My Roots Are Showing

25 years later

Students remember rocky road home

Twenty-five years. A quarter of a century. Two and a half decades. No matter how you frame it, it deceives you by sounding like a long time.

Each time I cross the city limits of my hometown, I feel myself divide -- a woman-child, suspended somewhere between what is and what was. I cruise town a bit before the kickoff of our 25-year high school class reunion. Familiar buildings mingle with new discount stores. A renovated track showcases a familiar mascot, with "Home of the Mules" painted on the entrance. Folks punch clocks at the factory and rush to the Walmart, where the parking lot is full regardless of the hour. The library has no need of a parking lot.

I drive out the dirt road to the place where I took my first steps and tied my first shoelaces. Where I dragged home stray dogs and learned to pop gum loud enough to rival any boys' locker room. Where I found Jesus and lost my way and planted geraniums and dreamed of a life less encumbered by poverty and circumstance. Where my happiest and most heartbreaking memories were made. Where I left after 18 years, and where my Mama remained, entombed in walls she loved and loathed.

My tepid melancholia vanishes as I step into the dance hall and embrace classmates. We talk and laugh and dance from p.m. until 1 a.m., then head to a greasy spoon for breakfast, finally leaving one another at 4 a.m. -- simply because we're too old to stay awake another moment. We genuinely enjoy each other's company. Our roots are tangled, and we couldn't separate them even if we wanted to. And we don't.

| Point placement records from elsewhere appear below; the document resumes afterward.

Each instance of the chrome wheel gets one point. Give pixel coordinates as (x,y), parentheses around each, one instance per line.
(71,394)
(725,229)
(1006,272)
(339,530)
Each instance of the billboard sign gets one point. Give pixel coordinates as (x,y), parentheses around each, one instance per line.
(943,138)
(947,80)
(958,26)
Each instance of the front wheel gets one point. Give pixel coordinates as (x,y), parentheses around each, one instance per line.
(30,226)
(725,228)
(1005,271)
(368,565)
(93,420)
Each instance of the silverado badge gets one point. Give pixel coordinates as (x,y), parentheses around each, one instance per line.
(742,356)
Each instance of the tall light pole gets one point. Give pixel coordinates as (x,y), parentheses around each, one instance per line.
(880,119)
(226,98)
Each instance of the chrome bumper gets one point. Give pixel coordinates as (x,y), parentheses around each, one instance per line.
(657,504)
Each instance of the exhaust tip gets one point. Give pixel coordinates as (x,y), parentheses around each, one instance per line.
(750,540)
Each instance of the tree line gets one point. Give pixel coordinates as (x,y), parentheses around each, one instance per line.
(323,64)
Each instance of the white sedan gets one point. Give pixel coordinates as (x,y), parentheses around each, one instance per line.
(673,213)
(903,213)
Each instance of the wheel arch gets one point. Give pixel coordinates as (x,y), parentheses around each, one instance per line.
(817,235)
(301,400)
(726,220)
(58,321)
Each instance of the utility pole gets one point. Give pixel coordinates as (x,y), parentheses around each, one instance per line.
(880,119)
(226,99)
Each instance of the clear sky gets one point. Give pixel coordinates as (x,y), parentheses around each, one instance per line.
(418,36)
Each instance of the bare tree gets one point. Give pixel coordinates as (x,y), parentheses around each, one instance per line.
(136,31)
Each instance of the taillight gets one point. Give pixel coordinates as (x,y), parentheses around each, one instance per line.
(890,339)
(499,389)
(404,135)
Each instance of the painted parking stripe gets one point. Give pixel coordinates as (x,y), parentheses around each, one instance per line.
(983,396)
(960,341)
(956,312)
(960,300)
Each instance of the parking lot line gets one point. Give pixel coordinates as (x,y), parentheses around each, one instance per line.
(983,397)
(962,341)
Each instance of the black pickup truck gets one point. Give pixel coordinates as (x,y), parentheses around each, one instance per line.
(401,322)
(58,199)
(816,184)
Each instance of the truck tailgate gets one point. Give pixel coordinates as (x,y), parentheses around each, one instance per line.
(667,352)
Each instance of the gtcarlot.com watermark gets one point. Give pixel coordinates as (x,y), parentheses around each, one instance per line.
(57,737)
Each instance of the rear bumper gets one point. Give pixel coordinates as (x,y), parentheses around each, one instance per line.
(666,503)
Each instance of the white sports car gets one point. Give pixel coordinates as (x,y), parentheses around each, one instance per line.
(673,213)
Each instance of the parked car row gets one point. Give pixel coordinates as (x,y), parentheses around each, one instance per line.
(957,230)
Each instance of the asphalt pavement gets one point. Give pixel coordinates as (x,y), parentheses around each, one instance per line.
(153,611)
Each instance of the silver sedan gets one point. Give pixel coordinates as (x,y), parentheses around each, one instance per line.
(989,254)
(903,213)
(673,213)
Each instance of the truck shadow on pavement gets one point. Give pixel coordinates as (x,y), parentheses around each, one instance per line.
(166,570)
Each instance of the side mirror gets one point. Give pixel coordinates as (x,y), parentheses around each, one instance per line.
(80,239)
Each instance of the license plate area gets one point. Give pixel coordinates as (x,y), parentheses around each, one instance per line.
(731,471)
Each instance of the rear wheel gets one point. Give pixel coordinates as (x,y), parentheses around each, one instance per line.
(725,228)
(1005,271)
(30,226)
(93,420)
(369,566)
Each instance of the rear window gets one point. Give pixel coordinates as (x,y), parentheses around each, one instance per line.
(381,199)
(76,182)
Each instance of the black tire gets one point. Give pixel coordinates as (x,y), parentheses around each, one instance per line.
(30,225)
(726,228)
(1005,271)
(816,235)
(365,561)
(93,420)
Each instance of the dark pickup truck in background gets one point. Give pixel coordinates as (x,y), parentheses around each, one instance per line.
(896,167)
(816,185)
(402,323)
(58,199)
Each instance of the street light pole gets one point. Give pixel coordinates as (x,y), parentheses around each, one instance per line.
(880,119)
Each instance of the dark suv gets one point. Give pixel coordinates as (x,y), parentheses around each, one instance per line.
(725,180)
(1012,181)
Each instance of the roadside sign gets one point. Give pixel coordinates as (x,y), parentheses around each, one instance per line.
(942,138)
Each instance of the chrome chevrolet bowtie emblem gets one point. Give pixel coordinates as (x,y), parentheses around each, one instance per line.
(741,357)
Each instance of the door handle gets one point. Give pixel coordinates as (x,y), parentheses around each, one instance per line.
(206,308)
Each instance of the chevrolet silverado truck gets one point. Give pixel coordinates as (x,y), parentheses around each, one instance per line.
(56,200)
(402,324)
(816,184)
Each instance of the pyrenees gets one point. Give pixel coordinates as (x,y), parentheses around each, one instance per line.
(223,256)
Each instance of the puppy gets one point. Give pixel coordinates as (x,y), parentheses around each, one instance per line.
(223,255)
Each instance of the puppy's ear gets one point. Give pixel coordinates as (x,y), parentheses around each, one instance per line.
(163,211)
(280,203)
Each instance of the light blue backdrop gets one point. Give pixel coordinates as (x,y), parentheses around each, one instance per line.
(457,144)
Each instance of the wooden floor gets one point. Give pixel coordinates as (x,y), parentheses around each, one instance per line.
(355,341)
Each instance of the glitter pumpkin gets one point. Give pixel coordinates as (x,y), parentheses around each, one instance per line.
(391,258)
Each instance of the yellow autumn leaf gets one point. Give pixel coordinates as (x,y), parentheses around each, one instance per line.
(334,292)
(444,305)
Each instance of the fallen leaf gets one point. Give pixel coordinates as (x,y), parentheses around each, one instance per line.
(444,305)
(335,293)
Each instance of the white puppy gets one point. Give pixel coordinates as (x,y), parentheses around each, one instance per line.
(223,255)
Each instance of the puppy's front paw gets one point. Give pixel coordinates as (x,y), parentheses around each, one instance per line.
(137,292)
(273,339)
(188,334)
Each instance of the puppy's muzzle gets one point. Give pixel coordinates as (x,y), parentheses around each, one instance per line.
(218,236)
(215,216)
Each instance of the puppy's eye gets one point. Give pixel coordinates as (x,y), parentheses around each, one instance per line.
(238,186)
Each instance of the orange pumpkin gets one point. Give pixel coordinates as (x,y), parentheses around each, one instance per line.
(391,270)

Some of my classmates never left town. Some still live in the same houses in which they were born. Others live a town or three over, while others followed college or jobs or sweethearts or the military, and live in lands far from what they knew. Some come home regularly. Some found home elsewhere. Some are still in search of it.

They are the cashiers, bankers, truckers, realtors, teachers, moms and dads. They aren't kids. They have kids ... and mortgages and less hair and tighter waistbands. Yet, when tossed in a room with faces from their youth, they become children again. I love those kids.

I live and work on prime real estate in downtown Bentonville, near a multimillion-dollar art museum and the world's largest retailer. I have an education and a career, and I clip coupons and buy on clearance and am never far removed from that little girl hoping to keep food on the table and heat for the winter. This Gold Award-winning Girl Scout (the less-known equivalent of a boy's Eagle Scout) hears the Girl Scouts might be disbanded as obsolete, and that To Kill a Mockingbird -- once required reading -- is now banned from the library because its content makes some uncomfortable.

Perhaps this is the way of every generation, to reevaluate what is to be revered or deplored. Or perhaps we have lived on asphalt so long that we forget the road home is rocky ... and those are our rocks.